PETALING JAYA: The G25 group of prominent retired civil servants have called on the government to stop the Penang South Island (PSI) project immediately to protect the livelihood of fishermen.
The group said the previous federal government gave its commitment to achieve the 17 United Nations Sustainable Development Goals (SDGs), and that the reclamation project goes against several of these SDGs.
“One of them, SDG 14, covers the conservation and sustainable use of the oceans, seas and marine resources for sustainable development.
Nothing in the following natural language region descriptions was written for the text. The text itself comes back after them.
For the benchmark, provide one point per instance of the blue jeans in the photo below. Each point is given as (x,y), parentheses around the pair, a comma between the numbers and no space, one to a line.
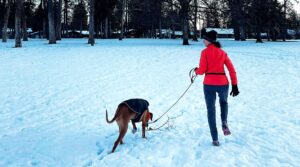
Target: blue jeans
(210,99)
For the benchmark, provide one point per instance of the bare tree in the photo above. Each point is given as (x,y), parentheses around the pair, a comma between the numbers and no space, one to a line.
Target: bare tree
(6,18)
(91,23)
(24,23)
(122,20)
(18,16)
(44,19)
(184,12)
(195,38)
(58,20)
(52,35)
“The irreparable damage that the reclamation project will cause to the coastal area and to the marine and mangrove ecosystems will not only affect Penang’s coast, but the neighbouring waters of Kedah and Perak as well,” it said in a statement.
Not only that, the project will also lead to pollution and cause harm to the biodiversity of the waters as marine life would lose their hunting, breeding and nesting grounds, it said.
“It will disrupt the fishing grounds thus affecting the fishermen, the national fisheries sector, and the locals in the area, especially those from the lower income bracket who were able to buy seafood affordably directly from the fishermen,” it said.
The group also called on the state government to respect the rights of fishermen to protect their livelihood, adding that the fishermen won the appeal to revoke the 2019 Environmental Impact Assessment (EIA) approval for the project.
The group added that the state needs to move forward and consider more sustainable ways to develop for its future.
The RM10 billion reclamation project covers 17sq km and involves the development of three man-made islands in the waters off Permatang Damar Laut, near Bayan Lepas.
It was mooted as a funding module for the RM46 billion Penang Transport Master Plan (PTMP).
The project suffered a setback after environmental regulators allowed an appeal by fishermen late last year, who wanted it axed as it would affect their livelihood.
However, chief minister Chow Kon Yeow said reclamation work for the project was expected to begin in the third quarter (Q3) of the year, with approvals from the environmental regulators.